SOFF Steering Committee approves investments in Samoa, Nauru and Malawi 

The Systematic Observations Financing Facility (SOFF) Steering Committee has approved over USD 16 million investments in Samoa, Nauru and Malawi, strengthening the global effort to close critical gaps in weather and climate data. 

Meeting online for its twelfth session on 29 October, the Steering Committee members reviewed SOFF’s progress and set the priorities for the months ahead. 

The Steering Committee, which is the SOFF decision making body, was co-chaired by the World Meteorological Organization (WMO) and, for the first time, by Belgium as the rotating funder co-chair.  

Partnering for impact 

The newly approved funding will help Samoa, Nauru and Malawi to expand and update their observation infrastructure, improve data exchange systems and build technical and institutional capacity. 

Each country will be supported by a dedicated partnership. Samoa will work with the World Bank as Implementing Entity and the Bureau of Meteorology of Australia as Peer Advisor. Nauru will work with UNEP and benefit from the technical advice of the Australian Bureau of Meteorology, while Malawi will work with UNDP and the Norwegian Meteorological Institute and the Icelandic Meteorological Office as Peer Advisors.  

The catalytic investments will also complement broader national and regional programmes. In Samoa, SOFF funding will align with the World Bank’s Pacific Region Preparedness, Adaptation and Resilience (PREPARE) initiative. In Nauru, it will complement Australia’s Climate and Ocean Support Program in the Pacific (COSPPac) and Weather Ready Pacific initiatives. In Malawi, it will support the sustainability of the Green Climate Fund’s MCLIMES project by ensuring continued maintenance and operation of infrastructure established through the project.  

SOFF investments will complement existing CREWS investments in these countries, including the Malawi project to strengthen the country national capacity related to weather forecasting, hydrological services, early warning action services and financial preparedness, and as well as the CREWS Pacific SIDS projects. 

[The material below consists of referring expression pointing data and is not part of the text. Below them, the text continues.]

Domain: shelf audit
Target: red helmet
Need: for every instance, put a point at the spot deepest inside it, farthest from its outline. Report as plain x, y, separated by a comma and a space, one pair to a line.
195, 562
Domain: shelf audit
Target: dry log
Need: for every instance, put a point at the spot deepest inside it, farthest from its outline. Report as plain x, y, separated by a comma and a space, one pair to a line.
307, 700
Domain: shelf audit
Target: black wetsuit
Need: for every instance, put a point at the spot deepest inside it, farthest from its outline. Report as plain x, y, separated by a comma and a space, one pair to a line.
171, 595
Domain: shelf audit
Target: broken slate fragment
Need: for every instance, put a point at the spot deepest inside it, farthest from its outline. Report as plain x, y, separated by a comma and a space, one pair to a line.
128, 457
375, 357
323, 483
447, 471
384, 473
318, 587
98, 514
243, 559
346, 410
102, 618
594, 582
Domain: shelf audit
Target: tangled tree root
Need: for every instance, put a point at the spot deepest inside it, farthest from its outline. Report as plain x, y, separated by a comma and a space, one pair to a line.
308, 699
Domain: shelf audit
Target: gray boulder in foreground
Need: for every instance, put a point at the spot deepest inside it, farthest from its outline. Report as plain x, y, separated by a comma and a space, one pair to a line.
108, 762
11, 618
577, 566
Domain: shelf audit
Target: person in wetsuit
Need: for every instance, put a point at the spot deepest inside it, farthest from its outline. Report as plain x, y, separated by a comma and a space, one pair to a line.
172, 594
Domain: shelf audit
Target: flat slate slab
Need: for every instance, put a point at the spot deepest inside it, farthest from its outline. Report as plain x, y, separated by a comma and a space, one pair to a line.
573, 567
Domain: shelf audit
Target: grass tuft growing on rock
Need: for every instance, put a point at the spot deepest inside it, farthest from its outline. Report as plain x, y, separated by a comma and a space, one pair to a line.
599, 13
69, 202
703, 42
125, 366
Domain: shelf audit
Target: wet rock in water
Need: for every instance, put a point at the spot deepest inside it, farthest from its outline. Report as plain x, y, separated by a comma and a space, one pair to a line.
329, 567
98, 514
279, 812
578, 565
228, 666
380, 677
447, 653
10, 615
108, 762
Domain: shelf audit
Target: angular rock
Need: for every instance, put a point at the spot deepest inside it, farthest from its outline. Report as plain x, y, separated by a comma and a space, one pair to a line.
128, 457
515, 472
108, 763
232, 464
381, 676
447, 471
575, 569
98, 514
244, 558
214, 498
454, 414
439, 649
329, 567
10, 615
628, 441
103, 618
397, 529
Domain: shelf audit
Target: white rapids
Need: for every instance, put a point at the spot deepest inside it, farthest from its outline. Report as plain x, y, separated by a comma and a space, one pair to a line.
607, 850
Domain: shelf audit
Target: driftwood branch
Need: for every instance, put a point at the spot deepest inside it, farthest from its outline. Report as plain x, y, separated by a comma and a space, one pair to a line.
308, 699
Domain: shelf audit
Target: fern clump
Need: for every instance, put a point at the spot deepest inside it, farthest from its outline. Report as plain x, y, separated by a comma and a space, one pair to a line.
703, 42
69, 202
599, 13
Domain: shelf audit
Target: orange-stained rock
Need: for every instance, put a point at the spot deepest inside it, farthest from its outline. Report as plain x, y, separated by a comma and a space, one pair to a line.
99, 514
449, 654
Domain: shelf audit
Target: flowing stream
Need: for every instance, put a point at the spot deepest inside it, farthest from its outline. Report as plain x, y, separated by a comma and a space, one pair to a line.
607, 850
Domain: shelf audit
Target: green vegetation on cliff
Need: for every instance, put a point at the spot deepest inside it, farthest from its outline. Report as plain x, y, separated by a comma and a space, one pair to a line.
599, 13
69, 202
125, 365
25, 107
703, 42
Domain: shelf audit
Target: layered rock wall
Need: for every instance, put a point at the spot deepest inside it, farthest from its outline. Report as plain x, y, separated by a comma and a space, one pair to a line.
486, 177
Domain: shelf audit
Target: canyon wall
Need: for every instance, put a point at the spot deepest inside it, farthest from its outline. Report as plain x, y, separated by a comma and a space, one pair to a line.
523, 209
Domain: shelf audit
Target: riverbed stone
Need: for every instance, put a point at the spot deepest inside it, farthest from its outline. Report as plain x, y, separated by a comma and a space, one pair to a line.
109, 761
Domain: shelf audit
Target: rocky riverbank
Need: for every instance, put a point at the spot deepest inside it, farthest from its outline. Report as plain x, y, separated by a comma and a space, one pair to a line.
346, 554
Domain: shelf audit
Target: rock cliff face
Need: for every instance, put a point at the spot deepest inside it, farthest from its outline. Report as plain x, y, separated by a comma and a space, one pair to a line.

Innovating finance to scale up action 

With these additions, 18 countries are now in SOFF’s Investment Phase, collectively addressing 29% of the GBON surface station gap and 28% of the upper-air data gap across Least Developed Countries and Small Island Developing States. Reliable weather and climate observations, SOFF emphasizes, are a global public good — the invisible foundation behind every forecast, early warning and climate action.  

To date, USD 116 million in country funding has been approved, but demand is high. Over 100 countries have requested support, and nine are awaiting investment approval. To respond urgently to these pressing funding needs, SOFF is developing a pioneering innovative finance instrument – the Systematic Observation Impact Bond. It will be announced as part of the upcoming COP30 Action agenda.